Senior Art Producer, Cali Capodici Offers Insights On Working On Motion Projects

As the industry continues to change, motion and video have become ever more popular on sets where photography used to be alone.  While still images are still a mainstay, it’s important to look ahead at where the industry is headed.  Our Senior Art Producer friend Cali Capodici, from DigitasHealth LifeBrands,  has been kind enough to answer some questions from her personal experience working with motion over the years and offers some awesome advice.

How many jobs are your producing right now that have motion in addition to print?
I would say 85% of the jobs I do have motion added in some capacity; whether we are shooting alongside TV production, capturing “moving portraits“ or shooting BTS. It is very rare these days to ever do a production that is JUST for print. Every job I do is for multiple platforms, especially digital.

Are you finding that jobs are originating with stills and then adding motion?  Or, the other way around?
I would say it’s 50/50. If my clients start out with just shooting stills they almost always ask to include video in some variation.

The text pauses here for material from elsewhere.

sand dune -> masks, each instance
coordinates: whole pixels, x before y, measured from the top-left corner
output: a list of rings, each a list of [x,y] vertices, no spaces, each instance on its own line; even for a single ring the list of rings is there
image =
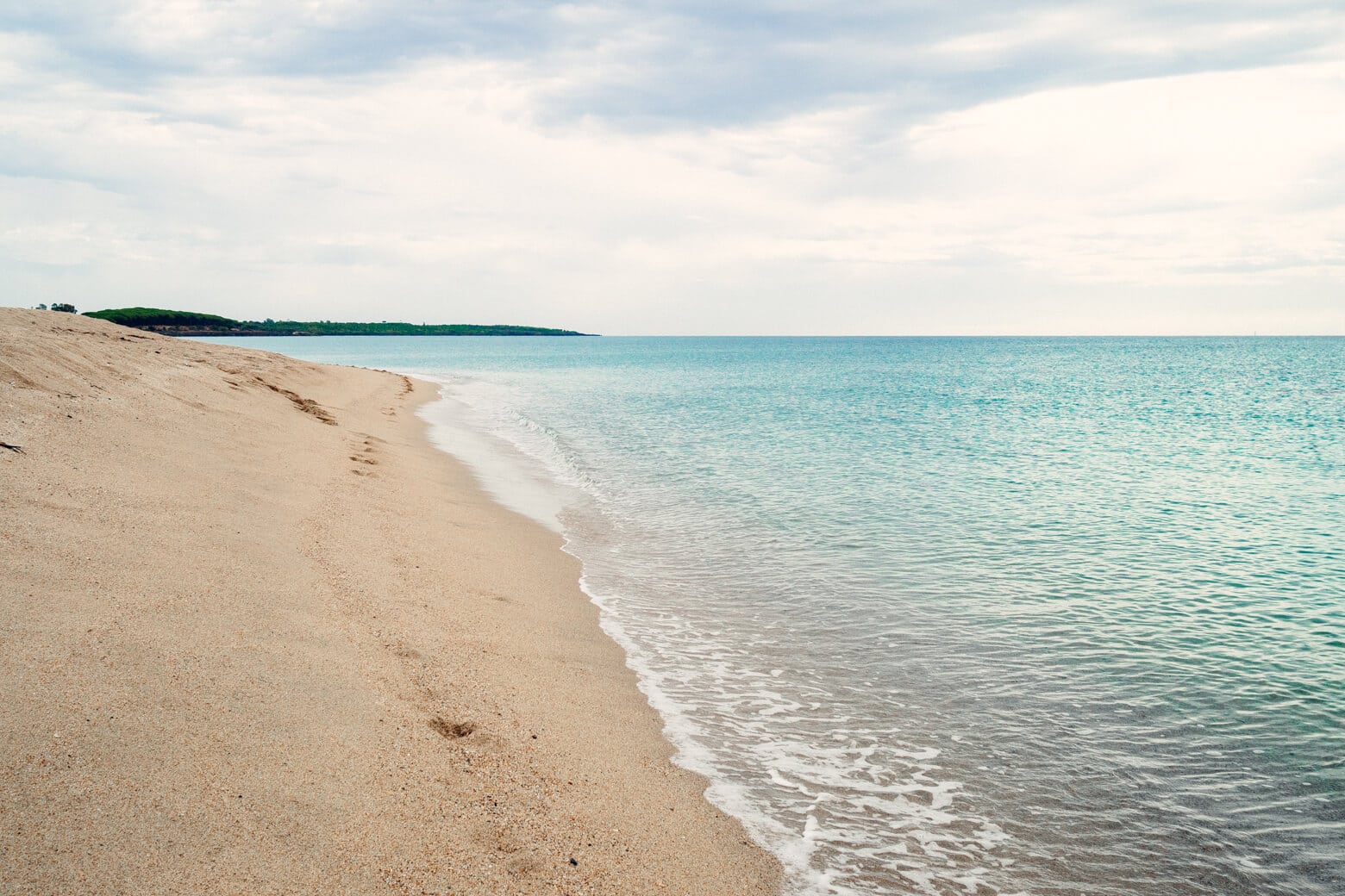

Do you find that most photographers now have the ability to incorporate motion into their productions? 
Yes, I almost never hire someone else to do the video, which I prefer. Since stills are the main focus I want the photographer to feel 100% comfortable with who we are working with to capture video. Unless it is a shoot for TV & stills, we will work side by side with the motion production company.

If a photographer is going to include video in their production, do most shoot it in their own or hire a DP?
It depends and is pretty split down the middle. Some will do it themselves & some will hire a DP. I don’t usually dictate how they handle it because the photographers that I am hiring are people and artists that I trust implicitly. I know they will do whatever is best for the final product and the overall vision of the campaign.

How does your client define Behind the Scenes Video?  And, do they understand the difference between a Behind the Scenes video and a video with a narrative and sound? 
This is a great question; some clients don’t always understand the difference so we try to educate them on shooting video for commercial use vs. BTS vs. moving portraits. It’s our job as their partner to ensure they have clear understanding of what the assets are and how covered they are for the usage that they are requiring.

Do you ever find that your client wants video but they do not always know what they will use it for? If so, how do you direct the photographer team?
Yes, all the time! When that happens we have our Creative Director brainstorm ways that the video could potentially be used and share with the client. Once we have sign off or a loose idea our CD will provide direction to the photographer & their team. I don’t ever want to step on set without having some sort of an idea of how this will be utilized.

Do you find that there is still a learning curve within the agency when it comes to motion?  How about the client?  And, are photographers able to adequately answer the questions an agency and client may have? 
We have motion producers that are really knowledgeable in this field. If anything, I find that I am still green when it comes to shooting video, the requirements, the terminology and process. Since we have been shooting more and more I am learning quickly which is great because it makes me more well rounded as a producer. My photographers either have clear understanding of the video that we need to capture or someone on their team does. Like I said, I trust the photographer I work with that they won’t lead me in the wrong direction. That’s the beauty of what I do, I get to work with amazing, talented artists who happen to be really nice humans!

Thank you Jimi Stine for help with the post.

2 thoughts on “Senior Art Producer, Cali Capodici Offers Insights On Working On Motion Projects

  1. Video changes the dynamic of a still shoot. It takes more time and requires a different thought process. There will be fewer stills, but the trade off is video content. Or the video will dominate and stills will become less developed and the poor stepchild. What the Art Buyers expectations are in dealing with this would be a helpful discussion.
    In addition, a few thoughts on what the expectations are regarding additional fees and expenses when video is added to a still shot, would also be welcome and relevant insights.